Черт, у них же другая система измерения…
Я отошел подальше.
— Сколько от меня до забора?
— Двенадцать саженей.
— Вот такой длины и делай. Еще нужны желобки, можно из тонкого металла. Сейчас нарисую.
Я изобразил вторую схему.
— Когда сделаешь?
— Работа сложная. Но думаю, дней за пять-шесть управлюсь.
— Труба должна быть герметичной, на стыках соединяй хомутами, да покрепче…
— Сделаем, барин. Можете не сомневаться…
— Если нужны помощники — попроси старосту, чтоб дал. Как закончите — доставите конструкцию в поместье…
— Пойду Пантелея кликну, да и начнем с божьей помощью…– кивнул немногословный кузнец.
Таких людей я любил. Тихих, немногословных, старательных. Без преувеличения, именно такой народ и есть Соль русской земли, а не говоруны и кликуши…
Когда я вышел от кузнеца, на улице мне попалась женщина с синяком под глазом. Она поклонилась и тут же отвела взгляд.

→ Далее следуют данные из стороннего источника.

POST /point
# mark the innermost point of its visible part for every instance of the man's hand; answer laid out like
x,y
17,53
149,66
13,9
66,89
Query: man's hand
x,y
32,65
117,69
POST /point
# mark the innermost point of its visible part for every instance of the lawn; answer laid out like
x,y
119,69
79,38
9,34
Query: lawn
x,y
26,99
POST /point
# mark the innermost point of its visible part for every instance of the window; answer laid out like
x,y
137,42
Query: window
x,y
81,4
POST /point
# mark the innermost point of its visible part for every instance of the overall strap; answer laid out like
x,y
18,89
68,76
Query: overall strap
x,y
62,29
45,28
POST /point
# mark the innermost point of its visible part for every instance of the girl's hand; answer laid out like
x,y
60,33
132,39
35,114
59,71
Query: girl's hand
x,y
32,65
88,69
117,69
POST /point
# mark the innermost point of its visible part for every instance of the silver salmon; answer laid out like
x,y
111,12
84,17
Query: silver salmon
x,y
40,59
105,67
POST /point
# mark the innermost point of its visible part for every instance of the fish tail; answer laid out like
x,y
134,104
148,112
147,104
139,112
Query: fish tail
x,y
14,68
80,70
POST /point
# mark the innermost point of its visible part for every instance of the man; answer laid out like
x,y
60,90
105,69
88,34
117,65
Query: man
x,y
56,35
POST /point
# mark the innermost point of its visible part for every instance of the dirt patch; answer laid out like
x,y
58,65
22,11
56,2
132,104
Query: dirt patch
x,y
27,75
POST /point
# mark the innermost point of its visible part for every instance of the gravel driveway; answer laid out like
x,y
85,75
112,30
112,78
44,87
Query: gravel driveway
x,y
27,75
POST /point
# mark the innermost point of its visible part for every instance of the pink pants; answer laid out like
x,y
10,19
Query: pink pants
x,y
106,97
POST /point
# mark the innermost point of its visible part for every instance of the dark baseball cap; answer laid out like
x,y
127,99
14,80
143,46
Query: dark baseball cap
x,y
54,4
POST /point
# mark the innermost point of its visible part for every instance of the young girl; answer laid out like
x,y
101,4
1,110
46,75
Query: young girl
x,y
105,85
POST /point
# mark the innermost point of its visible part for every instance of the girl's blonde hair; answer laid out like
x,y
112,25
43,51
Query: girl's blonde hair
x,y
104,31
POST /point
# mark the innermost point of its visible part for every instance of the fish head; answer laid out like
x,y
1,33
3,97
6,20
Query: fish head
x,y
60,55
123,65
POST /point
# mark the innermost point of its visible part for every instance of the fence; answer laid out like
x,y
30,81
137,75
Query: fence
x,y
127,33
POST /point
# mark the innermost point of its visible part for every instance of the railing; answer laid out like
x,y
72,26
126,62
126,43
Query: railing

— Э… матушка… кто это тебя так?
— Муж, барин. Да я совсем не в обиде.
— За что?
— Пустяки, дело житейское…
— Как тебя зовут?
— Варвара Лушникова.
Я схватил женщину за локоть.
— Веди к мужу!
Она кивнула на колодец-журавель у дома с соломенной крышей. Возле колодца стояли староста Платон Щукин и рябой мужик с мальчишкой лет семи. Вместо обуви на ногах пацана странные тряпки.
Рябой не на шутку испугался и вышел вперед:
— Еремей Лушников,– он поклонился, староста и мальчонка сделали тоже самое.
— Твоя супружница?
— Моя, барин.
— За что ты ее?
— Так в целях воспитания. Гречу с салом не отварила, когда я с поденной вернулся. Пришлось сухарями давиться… Так нечто я не прав? Ведь как в народе говорят: «Бей бабу молотом — будет баба золотом!»
— Это сын твой? Как зовут?
— Егорка…– чуть слышно произнес мальчик.
— В чем он обут?
— Так порвал башмаки, теперь в портках бегает, а скоро лето — можно и вовсе босым, к следующей зиме справим какую обувку.
— Где хочешь возьми, но чтобы купил сыну ботинки. А если еще раз жену тронешь, высеку! Ты понял?
— Так это, барин… как не понять…
Испуганная женщина стояла рядом и печально вздыхала.
— Платон, собирай все село! — приказал я.– Пару слов хочу сказать.
— Варвара, Егор! — приказал староста женщине и мальчику.– Пробегите по домам, кликнете народ!
Я взглянул на Еремея. Мужик наверняка мается с похмелья. Глазки бегают, ручки трясутся, да еще нашел на ком злость срывать, на бабе…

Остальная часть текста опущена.